A different selection of words wouldn't have lead to this debate, which I think is the point being made.
It costs a little bit of money, but it comes with support and directly finds the WINE project (CodeWeavers is a major contributor.)
In some cases you might have to change which exe file it runs, if you initially run a setup.exe which creates the real exe file you'd want to launch inside the c drive environment folder
I normally set this up on Windows boxes directly with https://github.com/kimmknight/remoteapptool and https://github.com/kimmknight/raweb to build a basic "remote Windows apps" box on my network overall -- it's nicer to be able to have one central Windows VM running that I can put the apps wherever I need them across whatever device in my house.
So you have a Linux desktop that runs a Windows VM that runs multiple things at once: the app you want to run; an RDP server that is configured via 1 of those 2 tools to stream just the app's window instead of the whole Windows desktop; and on top of it you run the other 1 of those 2 tools you linked to wrap the RDP server's stream into a web server, so that instead of running an RDP client on your Linux host to access the Windows-hosted app you could simply use the browser?
Is that your suggested setup?
If yes - then it won't fit resource-demanding gaming, as for such games you'd need to pass your GPU to the Windows VM and thus your host Linux loses a GPU, so you need a 2-GPU setup for that to work comfortably.
RATool lets you configure RemoteApp “apps” on a serving Windows computer, which generates .rdp files which are RemoteApp “application” sessions that can be launched.
RAWeb on top serves those .rdp files in a way that’s compatible with the “remote resource feed” in Remote Desktop/Windows App, which requires hosting it on IIS.
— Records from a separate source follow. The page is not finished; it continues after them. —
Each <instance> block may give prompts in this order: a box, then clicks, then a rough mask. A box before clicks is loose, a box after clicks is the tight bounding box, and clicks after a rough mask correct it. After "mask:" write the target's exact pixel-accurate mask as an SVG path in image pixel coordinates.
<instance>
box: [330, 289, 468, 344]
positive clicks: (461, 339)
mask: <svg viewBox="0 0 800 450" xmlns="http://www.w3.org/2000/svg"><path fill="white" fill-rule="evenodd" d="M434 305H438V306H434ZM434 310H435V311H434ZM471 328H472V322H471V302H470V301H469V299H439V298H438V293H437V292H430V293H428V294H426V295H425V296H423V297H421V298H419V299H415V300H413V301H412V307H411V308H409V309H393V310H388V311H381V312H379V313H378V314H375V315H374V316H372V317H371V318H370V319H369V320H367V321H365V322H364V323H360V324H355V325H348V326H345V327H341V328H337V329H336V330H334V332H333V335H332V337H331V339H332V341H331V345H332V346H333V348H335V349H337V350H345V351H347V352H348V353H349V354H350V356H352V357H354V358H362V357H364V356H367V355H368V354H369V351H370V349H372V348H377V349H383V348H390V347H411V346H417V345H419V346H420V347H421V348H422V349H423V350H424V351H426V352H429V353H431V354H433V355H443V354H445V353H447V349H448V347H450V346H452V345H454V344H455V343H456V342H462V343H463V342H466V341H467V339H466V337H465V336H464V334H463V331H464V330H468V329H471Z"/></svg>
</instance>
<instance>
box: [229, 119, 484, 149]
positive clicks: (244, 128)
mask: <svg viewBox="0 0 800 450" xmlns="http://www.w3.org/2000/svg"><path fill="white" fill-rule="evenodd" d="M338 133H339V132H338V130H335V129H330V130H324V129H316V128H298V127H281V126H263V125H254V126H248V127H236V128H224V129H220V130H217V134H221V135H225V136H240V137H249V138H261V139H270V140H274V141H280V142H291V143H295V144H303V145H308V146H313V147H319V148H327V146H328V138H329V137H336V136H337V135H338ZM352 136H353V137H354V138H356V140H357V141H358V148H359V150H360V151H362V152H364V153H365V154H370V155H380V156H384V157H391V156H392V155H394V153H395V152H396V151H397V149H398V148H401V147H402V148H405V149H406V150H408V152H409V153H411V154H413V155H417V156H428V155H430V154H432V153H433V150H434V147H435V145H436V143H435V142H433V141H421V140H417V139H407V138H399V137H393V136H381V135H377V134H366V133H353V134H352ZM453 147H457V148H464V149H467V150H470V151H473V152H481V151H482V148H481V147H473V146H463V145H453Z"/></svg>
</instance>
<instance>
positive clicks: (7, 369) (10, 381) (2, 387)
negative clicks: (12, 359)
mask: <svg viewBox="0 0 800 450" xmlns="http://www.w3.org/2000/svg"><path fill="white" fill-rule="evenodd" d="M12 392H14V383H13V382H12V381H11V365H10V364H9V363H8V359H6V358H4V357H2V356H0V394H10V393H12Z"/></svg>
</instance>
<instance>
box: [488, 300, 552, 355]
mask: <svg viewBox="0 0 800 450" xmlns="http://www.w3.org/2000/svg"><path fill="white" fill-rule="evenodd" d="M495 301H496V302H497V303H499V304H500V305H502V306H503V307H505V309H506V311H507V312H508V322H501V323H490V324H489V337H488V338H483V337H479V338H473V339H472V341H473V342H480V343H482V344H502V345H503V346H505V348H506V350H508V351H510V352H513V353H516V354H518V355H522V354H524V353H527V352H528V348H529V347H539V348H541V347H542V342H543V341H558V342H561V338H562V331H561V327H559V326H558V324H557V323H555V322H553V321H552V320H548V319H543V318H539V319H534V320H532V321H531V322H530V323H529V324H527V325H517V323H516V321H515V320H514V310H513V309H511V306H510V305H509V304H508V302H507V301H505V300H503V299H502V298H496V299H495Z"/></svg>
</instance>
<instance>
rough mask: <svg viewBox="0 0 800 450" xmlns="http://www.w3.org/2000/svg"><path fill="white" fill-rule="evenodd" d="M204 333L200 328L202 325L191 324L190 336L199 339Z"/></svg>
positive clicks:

So basically, one Windows VM is sitting on an ESXi server in my house running RAWeb with a bunch of RemoteApp .rdp files I generated with RATool, and all of my RD clients have just a normal list of apps I can launch, as if it was a proper VDI farm.
I’m not doing GPU intensive tasks so this works out fine for me.
Otherwise looking at the code this feels like something that could be a short bash script wrapped in a electron app.
[0] https://github.com/dockur/windows?tab=readme-ov-file#is-this...
It's great to support the team at CrossOver, but if you need a recent version of office or a Windows application that Wine/Proton doesn't support properly, then Docker/Podman running QEMU/KVM in the background is surprisingly performant (which Lin Office orchestrates all for you).